The Office of Electricity’s (OE) Energy Storage Division accelerates bi-directional electrical energy storage technologies as a key component of the future-ready grid. The Division supports applied materials development to identify safe, low-cost, and earth-abundant elements that enable cost-effective long-duration storage. The division also supports early adoption by improving storage reliability and safety, applying modeling and analysis, and validating performance for rapid commercialization.

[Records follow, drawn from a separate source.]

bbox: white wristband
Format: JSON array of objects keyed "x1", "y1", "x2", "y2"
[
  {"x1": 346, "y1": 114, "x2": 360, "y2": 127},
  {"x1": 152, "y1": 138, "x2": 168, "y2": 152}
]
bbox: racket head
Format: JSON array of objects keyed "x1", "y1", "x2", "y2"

The future grid will need to accommodate growing supply volatility from intermittent resources and quickly evolving fuel infrastructures, as well as increased demand-side functionality with distributed energy resources and the electrification of transportation, buildings, and industry. These trends will create significant new opportunities for technologies that decouple legacy dependencies and increase grid flexibility. These changes are accelerated by technical and economic forces, National and state policies, and recent legislation, including the Bipartisan Infrastructure Act and the Inflation Reduction Act. OE’s energy storage research and leadership roles in DOE’s cross-cutting collaboration efforts will ensure that grid-scale energy storage is able to meet the demands of this new era in electricity delivery.
Eric Hsieh is Deputy Assistant Secretary for the Energy Storage Division in DOE’s Office of Electricity. He co-leads the crosscutting Energy Storage Grand Challenge and Long-Duration Storage Energy Earthshot and previously held positions at Nexans, A123 Systems, and the Federal Energy Regulatory Commission. Mr. Hsieh received degrees in Public Policy from UC Berkeley and Computer Science from MIT.
Mohamed Kamaludeen is the Director of Energy Storage Validation at the Office of Electricity (OE), U.S. Department of Energy. His team in OE leads the nation’s energy storage effort by validating and bringing technologies to market. This includes designing, executing, and evaluating a RD&D portfolio that accelerates commercial adoption of next-generation grid storage technologies.
Dr. Caitlin Callaghan is the Director of Storage Materials & Systems. Her team evaluates and advances high-potential energy storage technologies to reach the prototype stage. This includes identifying future supply chain and workforce requirements and leveraging DOE-wide efforts to serve expected deployment targets.